Weddings and births on 12/12/12
Posted at: 12/12/2012 6:11 PM
| Updated at: 12/12/2012 6:42 PM
By: Joseph Lynch, KOB Eyewitness News 4
Ever forget a birthday or anniversary? Iconic dates have become quite the trend in the United States for getting married. Considering it's the single most important date in ones life, there's no way of forgetting 12/12/12. Or is there?
The Sedillos had it planned out for months. The groom Daniel claimed it wasn't even his first choice of days to get married. "I chose April 1st. Hahaha," Daniel said.

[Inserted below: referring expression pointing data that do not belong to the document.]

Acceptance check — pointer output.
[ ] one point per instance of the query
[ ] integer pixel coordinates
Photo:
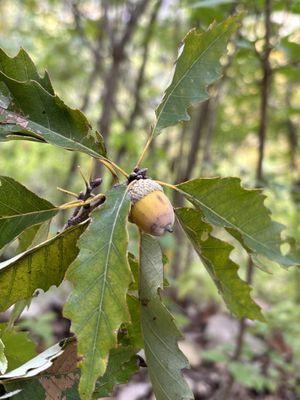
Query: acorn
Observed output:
(151, 210)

With all the pictures and family there to remind him, there's not much of a chance on forgetting this day, according to Daniel. "I won't even have to have it tattooed," Daniel said.
12/12/12 should be hard for even the Pearsons to forget. They got married at a drive-thru at 12:12 Wednesday in Nob Hill. Considering their history with remembering first dates and other relationship milestones, they couldn't have chosen a more perfect day to tie the knot, according to Bradley and Whitney.
"No, but it's a good thing because I think we forgot our last three year so... We both forgot our last anniversary so we won't forget this time. It was definitely meant to be," Whitney said.
The minister at the Wedding Chapel in Nob Hill, Reverend Pearl Gabaldon, said that people have been telling her about the importance of the number twelve.
"People come in here all the time telling me that twelve is an important number. And so yes, to most people getting married today I'm going to say the vast majority of them feel like it's a special number to them," Rev. Gabaldon said.
The New family was also feeling the power of the number twelve Wednesday, when they welcomed their baby boy Cayvin Blake into the world. Considering that he wasn't scheduled to be born until early 2013, mom and dad Heather and Thomas New think it was baby Cayvin's decision to come today.
"I think it's something that he can brag about for the rest of his life. Yeah, 'cause I mean it's only once every century."